Kerry foreign-policy aide Beers tried to nuance the impression that Kerry was willing to seek new ties with the Tehran regime and forgive the Islamic republic for 25 years of terror that began by taking U.S. diplomats hostage in Tehran in 1979 and continues to this day with Iran's overt support and harboring of top al-Qaeda operatives. Just the day before the e-mail message was sent to the Mehr news agency, Beers told a foreign-policy forum in Washington that Kerry "is not saying that he is looking for better relations with Iran. He is looking for a dialogue with Iran. There are some issues on which we really need to sit down with the Iranians."
The word "dialogue" immediately gives comfort to hard-liners, says Ayatollah Haeri. While Beer's comments went unnoticed by the U.S. press, they were prominently featured by the official Islamic Republic News Agency in a Feb. 7 dispatch from Washington.
In an interview with Insight, Beers went even further. "We are prepared to talk to the Iranian government" of hard-line, anti-American clerics, he insisted. "While we realize we have major differences, there are areas that could form the basis for cooperation, such as working together to stop drug production in Afghanistan."
Beers has a special history in Washington. A longtime National Security Council aide who served President Clinton and was carried over by the Bush White House, he resigned as the war in Iraq began in March 2003. Just weeks later, he volunteered for the Kerry campaign.
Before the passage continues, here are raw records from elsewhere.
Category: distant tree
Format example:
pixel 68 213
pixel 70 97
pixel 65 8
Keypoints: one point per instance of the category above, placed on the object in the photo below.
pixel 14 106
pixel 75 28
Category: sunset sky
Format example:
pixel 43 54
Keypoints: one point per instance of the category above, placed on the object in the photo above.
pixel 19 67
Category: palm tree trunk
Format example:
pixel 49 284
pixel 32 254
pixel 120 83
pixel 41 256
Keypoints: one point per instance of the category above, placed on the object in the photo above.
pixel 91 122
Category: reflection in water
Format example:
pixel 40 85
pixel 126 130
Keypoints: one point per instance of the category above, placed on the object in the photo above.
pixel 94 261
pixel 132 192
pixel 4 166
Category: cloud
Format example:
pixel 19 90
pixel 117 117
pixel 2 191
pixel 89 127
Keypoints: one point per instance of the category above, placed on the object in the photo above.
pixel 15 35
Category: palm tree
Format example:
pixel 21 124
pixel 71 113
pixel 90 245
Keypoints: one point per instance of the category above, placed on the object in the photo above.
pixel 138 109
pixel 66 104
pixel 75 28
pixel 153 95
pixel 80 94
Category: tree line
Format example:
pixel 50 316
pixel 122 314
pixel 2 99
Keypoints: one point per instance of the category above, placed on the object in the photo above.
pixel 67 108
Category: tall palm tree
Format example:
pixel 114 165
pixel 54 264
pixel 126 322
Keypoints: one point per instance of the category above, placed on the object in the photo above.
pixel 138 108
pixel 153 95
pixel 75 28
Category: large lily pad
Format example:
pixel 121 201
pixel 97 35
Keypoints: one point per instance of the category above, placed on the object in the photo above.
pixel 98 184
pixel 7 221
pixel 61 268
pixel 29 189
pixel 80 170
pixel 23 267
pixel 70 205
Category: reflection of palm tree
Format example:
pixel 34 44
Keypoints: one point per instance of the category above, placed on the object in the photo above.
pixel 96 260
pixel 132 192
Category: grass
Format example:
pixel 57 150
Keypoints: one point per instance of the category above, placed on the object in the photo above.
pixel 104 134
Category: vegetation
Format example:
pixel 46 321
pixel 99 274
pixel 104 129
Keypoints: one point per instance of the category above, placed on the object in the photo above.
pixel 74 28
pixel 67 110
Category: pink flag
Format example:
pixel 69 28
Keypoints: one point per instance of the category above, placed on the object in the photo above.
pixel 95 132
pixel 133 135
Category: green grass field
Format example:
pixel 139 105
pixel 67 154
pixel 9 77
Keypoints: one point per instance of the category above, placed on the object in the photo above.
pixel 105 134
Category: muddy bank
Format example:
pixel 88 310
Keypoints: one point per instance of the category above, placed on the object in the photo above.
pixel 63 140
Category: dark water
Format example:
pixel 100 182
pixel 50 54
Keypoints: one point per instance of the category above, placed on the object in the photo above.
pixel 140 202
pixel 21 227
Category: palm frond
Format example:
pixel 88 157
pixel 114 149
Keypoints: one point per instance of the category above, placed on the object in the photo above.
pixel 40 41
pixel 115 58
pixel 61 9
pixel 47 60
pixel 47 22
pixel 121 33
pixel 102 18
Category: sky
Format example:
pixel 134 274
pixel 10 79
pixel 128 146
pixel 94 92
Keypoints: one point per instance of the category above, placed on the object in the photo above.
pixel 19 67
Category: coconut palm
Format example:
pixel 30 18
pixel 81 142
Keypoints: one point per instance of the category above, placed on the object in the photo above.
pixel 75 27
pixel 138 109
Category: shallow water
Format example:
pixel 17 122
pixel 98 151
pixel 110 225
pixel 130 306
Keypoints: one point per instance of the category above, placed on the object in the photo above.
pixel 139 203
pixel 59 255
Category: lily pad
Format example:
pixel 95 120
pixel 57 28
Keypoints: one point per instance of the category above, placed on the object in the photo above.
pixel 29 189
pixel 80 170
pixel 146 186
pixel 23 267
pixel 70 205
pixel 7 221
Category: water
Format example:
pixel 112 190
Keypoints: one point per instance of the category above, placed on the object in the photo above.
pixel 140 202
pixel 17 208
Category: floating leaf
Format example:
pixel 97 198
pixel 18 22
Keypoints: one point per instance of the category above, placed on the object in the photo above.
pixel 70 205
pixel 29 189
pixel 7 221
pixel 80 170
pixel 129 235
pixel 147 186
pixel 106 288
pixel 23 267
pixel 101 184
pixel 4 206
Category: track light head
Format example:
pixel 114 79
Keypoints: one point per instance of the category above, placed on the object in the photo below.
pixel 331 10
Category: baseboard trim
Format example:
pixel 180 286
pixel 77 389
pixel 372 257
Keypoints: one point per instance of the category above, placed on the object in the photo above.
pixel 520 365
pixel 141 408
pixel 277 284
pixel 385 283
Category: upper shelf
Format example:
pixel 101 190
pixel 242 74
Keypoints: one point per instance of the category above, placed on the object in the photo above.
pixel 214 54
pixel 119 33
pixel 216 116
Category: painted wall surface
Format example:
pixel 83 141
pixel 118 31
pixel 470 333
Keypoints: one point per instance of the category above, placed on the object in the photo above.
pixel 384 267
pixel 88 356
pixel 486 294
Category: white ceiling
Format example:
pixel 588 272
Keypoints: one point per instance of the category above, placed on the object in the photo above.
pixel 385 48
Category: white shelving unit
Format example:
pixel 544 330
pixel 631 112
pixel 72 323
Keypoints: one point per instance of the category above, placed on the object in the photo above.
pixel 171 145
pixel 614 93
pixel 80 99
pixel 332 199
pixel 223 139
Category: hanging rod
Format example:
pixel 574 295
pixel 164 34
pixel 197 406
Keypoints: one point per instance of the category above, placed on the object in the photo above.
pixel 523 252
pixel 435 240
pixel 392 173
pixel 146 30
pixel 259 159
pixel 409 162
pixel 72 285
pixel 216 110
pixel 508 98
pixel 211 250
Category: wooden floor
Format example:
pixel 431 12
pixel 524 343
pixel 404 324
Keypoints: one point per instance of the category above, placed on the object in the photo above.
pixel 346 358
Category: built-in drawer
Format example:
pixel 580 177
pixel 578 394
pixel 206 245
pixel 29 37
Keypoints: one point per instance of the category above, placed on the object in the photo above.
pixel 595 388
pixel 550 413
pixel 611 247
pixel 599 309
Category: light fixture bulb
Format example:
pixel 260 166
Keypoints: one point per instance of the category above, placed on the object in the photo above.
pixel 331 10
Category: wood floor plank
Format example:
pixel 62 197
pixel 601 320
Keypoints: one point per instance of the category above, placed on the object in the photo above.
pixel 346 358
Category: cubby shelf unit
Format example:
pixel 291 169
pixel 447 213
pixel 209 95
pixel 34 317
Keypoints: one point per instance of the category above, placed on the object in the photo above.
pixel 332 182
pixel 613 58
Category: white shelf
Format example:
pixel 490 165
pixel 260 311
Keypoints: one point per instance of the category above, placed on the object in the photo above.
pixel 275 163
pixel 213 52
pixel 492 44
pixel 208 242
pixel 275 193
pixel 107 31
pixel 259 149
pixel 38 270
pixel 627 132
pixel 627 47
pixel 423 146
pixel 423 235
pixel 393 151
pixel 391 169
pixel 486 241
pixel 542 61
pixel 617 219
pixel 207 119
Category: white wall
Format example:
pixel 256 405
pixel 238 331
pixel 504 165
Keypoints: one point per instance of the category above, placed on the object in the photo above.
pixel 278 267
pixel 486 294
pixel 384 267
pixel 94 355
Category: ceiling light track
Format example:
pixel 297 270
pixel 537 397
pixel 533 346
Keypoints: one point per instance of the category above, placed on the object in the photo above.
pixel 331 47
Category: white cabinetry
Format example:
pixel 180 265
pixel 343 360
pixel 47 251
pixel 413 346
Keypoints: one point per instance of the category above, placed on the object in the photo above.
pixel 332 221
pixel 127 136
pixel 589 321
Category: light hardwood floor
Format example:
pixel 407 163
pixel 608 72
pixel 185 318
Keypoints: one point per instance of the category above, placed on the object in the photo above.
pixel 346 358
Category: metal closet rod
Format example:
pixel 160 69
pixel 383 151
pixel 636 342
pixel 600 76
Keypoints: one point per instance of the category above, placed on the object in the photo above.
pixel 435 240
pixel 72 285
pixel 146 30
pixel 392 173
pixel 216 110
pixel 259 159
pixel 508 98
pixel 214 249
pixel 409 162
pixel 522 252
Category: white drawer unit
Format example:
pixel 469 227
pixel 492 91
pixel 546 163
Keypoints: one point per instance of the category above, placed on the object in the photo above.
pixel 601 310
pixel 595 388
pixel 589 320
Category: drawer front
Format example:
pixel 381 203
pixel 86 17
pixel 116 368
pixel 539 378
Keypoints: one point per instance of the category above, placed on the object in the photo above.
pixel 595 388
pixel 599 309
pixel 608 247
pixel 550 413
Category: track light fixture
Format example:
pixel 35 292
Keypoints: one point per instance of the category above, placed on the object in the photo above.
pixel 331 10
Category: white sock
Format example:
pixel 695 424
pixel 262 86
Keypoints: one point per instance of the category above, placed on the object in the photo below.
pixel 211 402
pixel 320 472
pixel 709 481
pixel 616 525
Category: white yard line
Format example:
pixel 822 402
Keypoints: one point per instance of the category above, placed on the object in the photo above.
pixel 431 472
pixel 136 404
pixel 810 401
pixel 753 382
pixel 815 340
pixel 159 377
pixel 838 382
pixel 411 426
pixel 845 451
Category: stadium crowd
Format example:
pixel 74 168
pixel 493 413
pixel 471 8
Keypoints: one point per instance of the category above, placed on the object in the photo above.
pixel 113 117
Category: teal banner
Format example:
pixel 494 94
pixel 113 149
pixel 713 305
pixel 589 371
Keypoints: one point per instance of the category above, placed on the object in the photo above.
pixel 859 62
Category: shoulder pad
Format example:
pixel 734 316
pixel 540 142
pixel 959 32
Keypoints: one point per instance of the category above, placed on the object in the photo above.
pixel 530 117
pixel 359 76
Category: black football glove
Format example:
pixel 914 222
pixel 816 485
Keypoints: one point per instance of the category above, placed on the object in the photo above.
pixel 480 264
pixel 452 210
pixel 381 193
The Washington Post heralded him in a profile as "a lifelong bureaucrat" who was an "unlikely insurgent." Yet the Post acknowledged that he was a "registered Democrat" who by resigning at such a critical moment was "not just declaring that he's a Democrat. He's declaring that he's a Kerry Democrat, and the way he wants to make a difference in the world is to get his former boss [Bush] out of office."
Talking to Insight, Beers compares Kerry's proposal to begin talks with Iran to the senator's earlier advocacy of renewing relations with Vietnam after the Vietnam War: "No expectations, eyes wide open."
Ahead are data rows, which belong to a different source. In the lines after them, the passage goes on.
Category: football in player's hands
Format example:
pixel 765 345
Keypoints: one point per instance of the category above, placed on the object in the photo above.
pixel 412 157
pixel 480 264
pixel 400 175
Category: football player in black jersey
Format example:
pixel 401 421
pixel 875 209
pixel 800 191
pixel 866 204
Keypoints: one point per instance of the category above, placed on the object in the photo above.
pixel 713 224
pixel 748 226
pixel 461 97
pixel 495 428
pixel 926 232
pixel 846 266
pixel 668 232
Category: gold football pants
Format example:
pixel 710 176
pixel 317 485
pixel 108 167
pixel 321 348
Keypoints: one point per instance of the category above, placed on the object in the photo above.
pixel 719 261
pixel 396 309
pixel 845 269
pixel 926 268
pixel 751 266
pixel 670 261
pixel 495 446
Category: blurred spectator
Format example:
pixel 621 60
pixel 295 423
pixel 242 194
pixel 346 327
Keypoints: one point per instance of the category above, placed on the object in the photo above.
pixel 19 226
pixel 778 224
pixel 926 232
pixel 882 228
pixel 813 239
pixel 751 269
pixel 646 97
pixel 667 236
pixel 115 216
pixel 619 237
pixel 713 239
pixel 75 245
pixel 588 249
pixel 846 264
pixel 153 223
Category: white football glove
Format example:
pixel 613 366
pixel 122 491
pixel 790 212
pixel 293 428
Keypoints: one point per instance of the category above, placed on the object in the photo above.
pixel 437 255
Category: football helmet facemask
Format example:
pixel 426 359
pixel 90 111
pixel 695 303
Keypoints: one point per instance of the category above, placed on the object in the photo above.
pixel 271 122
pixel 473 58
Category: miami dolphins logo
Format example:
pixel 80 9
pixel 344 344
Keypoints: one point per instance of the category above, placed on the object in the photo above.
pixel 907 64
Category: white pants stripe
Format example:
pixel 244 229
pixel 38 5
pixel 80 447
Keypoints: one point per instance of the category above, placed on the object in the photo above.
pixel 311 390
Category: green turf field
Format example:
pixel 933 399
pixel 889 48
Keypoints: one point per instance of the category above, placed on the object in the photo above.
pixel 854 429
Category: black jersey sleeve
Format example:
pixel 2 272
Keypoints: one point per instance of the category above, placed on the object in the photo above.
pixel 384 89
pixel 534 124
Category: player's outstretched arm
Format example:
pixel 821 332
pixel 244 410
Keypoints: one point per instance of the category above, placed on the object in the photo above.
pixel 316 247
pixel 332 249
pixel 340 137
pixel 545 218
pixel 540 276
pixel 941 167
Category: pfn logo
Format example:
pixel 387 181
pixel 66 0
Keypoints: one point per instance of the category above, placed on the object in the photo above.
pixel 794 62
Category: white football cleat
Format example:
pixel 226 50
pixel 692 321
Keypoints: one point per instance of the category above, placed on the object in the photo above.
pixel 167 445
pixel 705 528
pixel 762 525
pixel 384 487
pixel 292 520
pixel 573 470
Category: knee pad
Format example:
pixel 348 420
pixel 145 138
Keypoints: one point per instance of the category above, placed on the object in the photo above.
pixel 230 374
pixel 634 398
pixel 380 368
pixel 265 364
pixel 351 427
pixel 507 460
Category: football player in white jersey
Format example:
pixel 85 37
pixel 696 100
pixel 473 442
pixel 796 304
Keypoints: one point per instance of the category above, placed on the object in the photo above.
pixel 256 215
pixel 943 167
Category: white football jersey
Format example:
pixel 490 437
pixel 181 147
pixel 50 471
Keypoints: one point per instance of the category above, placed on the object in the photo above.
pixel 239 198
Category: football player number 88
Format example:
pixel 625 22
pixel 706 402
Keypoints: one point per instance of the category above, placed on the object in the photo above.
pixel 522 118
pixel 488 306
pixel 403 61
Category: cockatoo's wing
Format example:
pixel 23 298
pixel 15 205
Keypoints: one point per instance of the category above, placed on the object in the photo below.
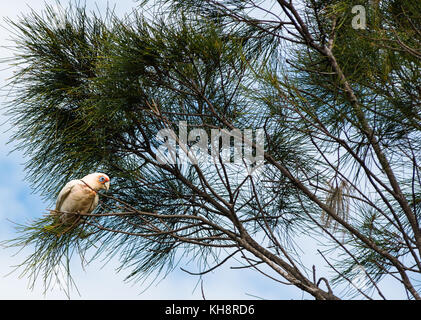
pixel 64 193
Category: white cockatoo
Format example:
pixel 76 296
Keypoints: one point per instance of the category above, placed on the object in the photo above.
pixel 80 196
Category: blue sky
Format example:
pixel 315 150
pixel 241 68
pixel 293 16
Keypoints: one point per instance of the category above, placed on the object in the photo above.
pixel 96 281
pixel 18 203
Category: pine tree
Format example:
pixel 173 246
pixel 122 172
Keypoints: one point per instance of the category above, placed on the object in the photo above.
pixel 338 107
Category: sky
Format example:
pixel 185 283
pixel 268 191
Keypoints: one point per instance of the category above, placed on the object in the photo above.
pixel 18 203
pixel 98 281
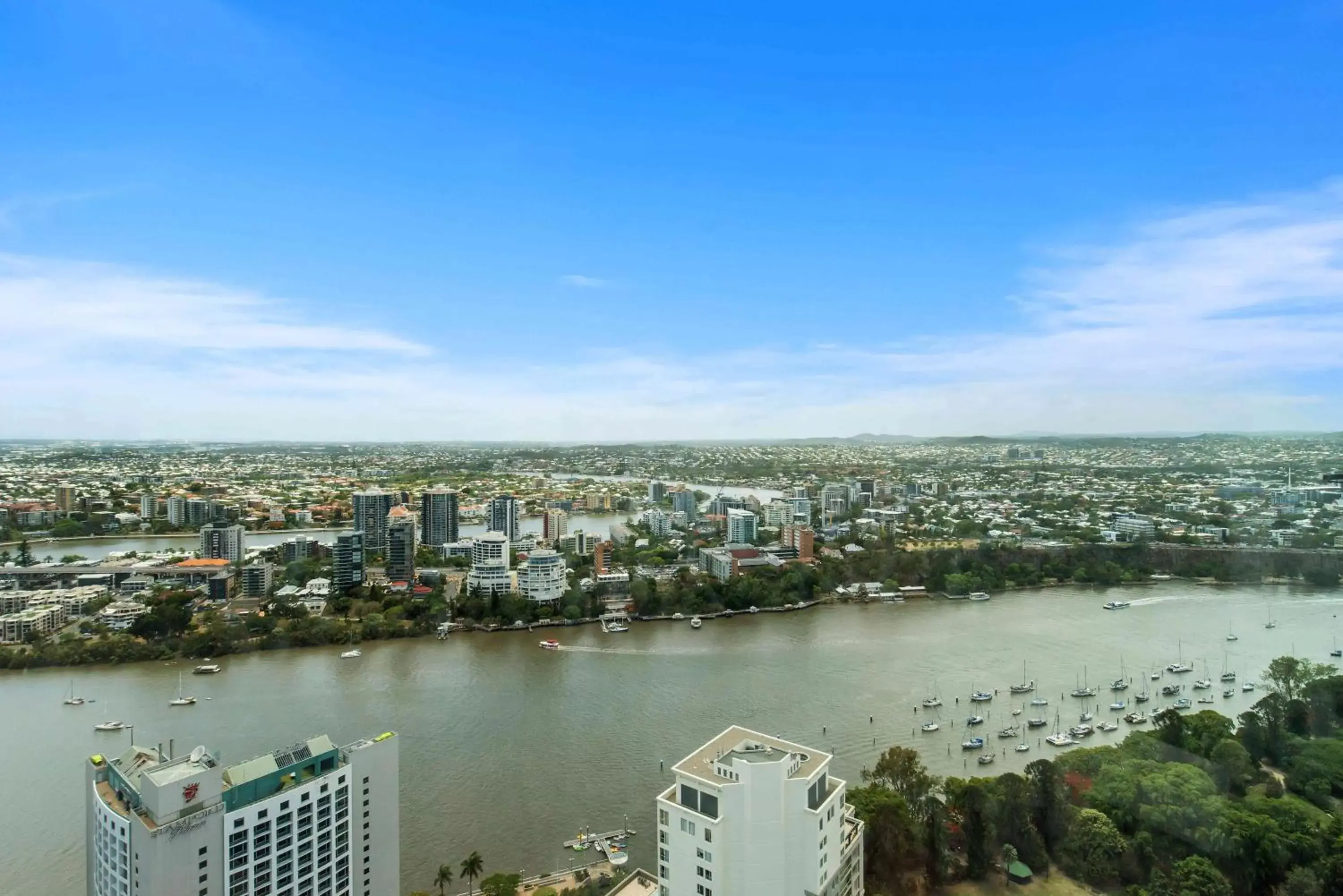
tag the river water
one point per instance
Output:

With Iran, which is known to be harboring top al-Qaeda operatives, Beers says "there is no way to have a deal without having the hard-liners as part of the dialogue. We are prepared to talk to the hard-line element" as part of an overall political dialogue with the Iranian regime.
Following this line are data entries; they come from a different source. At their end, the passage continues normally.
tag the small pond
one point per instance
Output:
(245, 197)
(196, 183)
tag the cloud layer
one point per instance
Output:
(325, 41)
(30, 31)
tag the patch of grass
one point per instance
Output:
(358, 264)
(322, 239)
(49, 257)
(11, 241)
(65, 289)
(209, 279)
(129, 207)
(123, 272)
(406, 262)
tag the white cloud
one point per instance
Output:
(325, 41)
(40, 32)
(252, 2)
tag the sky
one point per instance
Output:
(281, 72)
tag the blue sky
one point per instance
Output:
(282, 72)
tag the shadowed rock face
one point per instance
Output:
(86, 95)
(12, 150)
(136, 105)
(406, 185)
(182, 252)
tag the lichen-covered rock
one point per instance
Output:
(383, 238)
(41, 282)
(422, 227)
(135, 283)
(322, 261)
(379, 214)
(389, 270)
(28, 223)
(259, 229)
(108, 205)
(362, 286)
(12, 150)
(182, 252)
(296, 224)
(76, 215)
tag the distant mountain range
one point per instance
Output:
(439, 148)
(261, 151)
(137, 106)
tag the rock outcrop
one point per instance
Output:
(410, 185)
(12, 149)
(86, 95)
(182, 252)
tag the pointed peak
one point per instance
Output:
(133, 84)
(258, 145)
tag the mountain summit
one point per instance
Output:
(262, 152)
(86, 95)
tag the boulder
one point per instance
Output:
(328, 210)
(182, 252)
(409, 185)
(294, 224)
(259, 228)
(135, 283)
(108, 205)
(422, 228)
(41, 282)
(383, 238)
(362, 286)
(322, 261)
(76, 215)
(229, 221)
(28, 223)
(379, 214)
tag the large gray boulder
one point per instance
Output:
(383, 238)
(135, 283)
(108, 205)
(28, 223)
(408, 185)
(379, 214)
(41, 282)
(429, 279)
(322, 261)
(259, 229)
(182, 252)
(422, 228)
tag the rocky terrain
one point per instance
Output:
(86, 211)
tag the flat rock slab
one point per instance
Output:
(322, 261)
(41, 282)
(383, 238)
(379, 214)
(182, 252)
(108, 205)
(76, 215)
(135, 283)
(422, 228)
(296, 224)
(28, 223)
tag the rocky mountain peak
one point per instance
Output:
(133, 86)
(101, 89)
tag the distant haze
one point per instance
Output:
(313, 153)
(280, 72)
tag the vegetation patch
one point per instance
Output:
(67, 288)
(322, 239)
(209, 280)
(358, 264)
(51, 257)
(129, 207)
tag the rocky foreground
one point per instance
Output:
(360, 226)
The Kerry policy of seeking an accommodation with the regime is not new, says Patrick Clawson, the deputy director of the Washington Institute for Near East Policy who has been tracking Iran policy for two decades. "Kerry's approach is that of many in Europe who think you must entice rogue regimes. Enticement only works if it is followed up with the notion that there would be a penalty if they didn't behave. I see nothing of that in Sen. Kerry's statements."
For Aryo Pirouznia, who chairs the Student Movement Coordination Committee for Democracy in Iran, Kerry's offer to negotiate with hard-liners in the regime smacks of lunacy. "America is incredibly popular with the Iranian masses, so this is a grave mistake for a short-term benefit," Pirouznia says. "To the regime, this sends a message that America is willing to make a deal despite the blood of Americans who were murdered in Dhahran [Saudi Arabia] and are being killed today in Iraq by so-called foreign elements. And to Iranians, it shows that the old establishment may be back in power, a return to the Carter era."
Pirouznia's Texas-based support group, which worked closely with protesting students during the July 1999 uprising in Tehran, sent an open letter to Kerry on Feb. 19 noting that "millions of dollars" had been raised for the Democratic Party by Iranian-American political-action committees and fund-raisers with ties to the Tehran regime. "By sending such a message directly to the organs and the megaphones of the dictatorial Islamic regime, you have given them credibility, comfort and embraced this odious theocracy," Pirouznia says. "You have encouraged and emboldened a tyrannical regime to use this as propaganda and declare 'open season' on the freedom fighters in Iran."
Kenneth R. Timmerman is a senior writer for Insight.